Screens for layouts for drawables
ldpi layout-small drawable-ldpi
mdpi layout drawable-mdpi
hdpi layout-large drawable-hdpi
xhdpi layout-xlarge drawable-xhdpi
This topic will be more relavent to your need.
The following are the view groups in android. you can use any of these as per your requirement. But in your case You can use GridView
View Groups in android
FrameLayout Layout that acts as a view frame to display a single
object.
Gallery A horizontal scrolling display of images, from a bound
list.
GridView Displays a scrolling grid of m columns and n rows.
LinearLayout A layout that organizes its children into a single
horizontal or vertical row. It creates a scrollbar if the length of
the window exceeds the length of the screen.
ListView Displays a scrolling single column list.
RelativeLayout Enables you to specify the location of child objects
relative to each other (child A to the left of child B) or to the
parent (aligned to the top of the parent).
ScrollView A vertically scrolling column of elements.
Spinner Displays a single item at a time from a bound list, inside
a one-row textbox. Rather like a one-row listbox that can scroll either horizontally or vertically.
SurfaceView Provides direct access to a dedicated drawing surface.
It can hold child views layered on top of the surface, but is intended for applications that need to draw pixels, rather than using widgets.
TabHost Provides a tab selection list that monitors clicks and
enables theapplication to change the screen whenever a tab is clicked.
TableLayout A tabular layout with an arbitrary number of rows and
columns, each cell holding the widget of your choice. The rows
resize to fit the largest column. The cell borders are not visible.
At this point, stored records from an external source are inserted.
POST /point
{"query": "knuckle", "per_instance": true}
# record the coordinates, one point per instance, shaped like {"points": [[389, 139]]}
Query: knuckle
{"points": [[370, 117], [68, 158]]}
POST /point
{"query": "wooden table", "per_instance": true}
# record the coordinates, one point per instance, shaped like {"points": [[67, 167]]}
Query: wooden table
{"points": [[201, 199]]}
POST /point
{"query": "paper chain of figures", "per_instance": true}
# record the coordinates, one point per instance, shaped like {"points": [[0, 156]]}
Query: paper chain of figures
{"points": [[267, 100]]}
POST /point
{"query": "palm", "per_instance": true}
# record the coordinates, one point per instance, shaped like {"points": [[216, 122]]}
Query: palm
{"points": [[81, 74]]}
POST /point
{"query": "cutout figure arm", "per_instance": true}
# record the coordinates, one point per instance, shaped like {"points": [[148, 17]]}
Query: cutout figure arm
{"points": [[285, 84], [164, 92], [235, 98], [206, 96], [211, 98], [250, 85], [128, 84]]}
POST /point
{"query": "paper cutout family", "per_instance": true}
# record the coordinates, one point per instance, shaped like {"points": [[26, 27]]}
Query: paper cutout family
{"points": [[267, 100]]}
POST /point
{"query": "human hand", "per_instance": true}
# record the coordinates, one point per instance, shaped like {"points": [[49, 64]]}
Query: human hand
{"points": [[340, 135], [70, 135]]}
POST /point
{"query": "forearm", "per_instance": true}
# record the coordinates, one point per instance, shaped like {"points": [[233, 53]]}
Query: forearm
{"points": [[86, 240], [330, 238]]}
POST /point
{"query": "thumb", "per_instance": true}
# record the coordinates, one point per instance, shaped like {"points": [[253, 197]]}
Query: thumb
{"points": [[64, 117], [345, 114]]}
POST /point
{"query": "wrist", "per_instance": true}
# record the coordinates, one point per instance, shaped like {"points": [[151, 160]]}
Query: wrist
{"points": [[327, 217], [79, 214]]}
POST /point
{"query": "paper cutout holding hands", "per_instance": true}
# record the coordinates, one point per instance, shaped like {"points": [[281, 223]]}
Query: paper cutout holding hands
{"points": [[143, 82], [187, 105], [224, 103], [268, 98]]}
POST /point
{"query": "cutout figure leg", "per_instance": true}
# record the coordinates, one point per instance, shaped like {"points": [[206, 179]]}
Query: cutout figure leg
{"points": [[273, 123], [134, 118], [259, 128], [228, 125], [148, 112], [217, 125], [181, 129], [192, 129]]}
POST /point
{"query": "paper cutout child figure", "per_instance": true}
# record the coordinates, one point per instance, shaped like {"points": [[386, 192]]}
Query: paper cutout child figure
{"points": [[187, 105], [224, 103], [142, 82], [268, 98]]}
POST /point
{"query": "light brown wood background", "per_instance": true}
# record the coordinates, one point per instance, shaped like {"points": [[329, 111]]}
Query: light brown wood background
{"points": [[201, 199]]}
ViewFlipper A list that displays one item at a time, inside a
one-row textbox. It can be set to swap items at timed intervals,
like a slide show.
ViewSwitcher Same as ViewFlipper.
I have the same problem but i found a very simple solution is use dp and sp instead px. You may read this:
What is the difference between "px", "dp", "dip" and "sp" on Android?
And you may create icons with different resolution and put it in suitble folder.
create a table layout and every row contains a vertical linear layout put all buttons inside and provides weight to each button according to need,at the last put this table layout to ScrollView that is suitable for all android devices
I created a tool that allows you to scale/adjust your layouts for tablets and small screen devices and made a blog post about it here: http://onemanmobile.blogspot.com/2012/04/how-to-scale-your-android-layouts-to.html
Basically, defining your layouts in dp units for one size is not enough if you want your app to fit on all devices and tablets, since there's four different "density-buckets". This tool will allow your layouts to be converted into fitting these density buckets.
It also explains in further detail how to make more flexible layouts for all resolutions.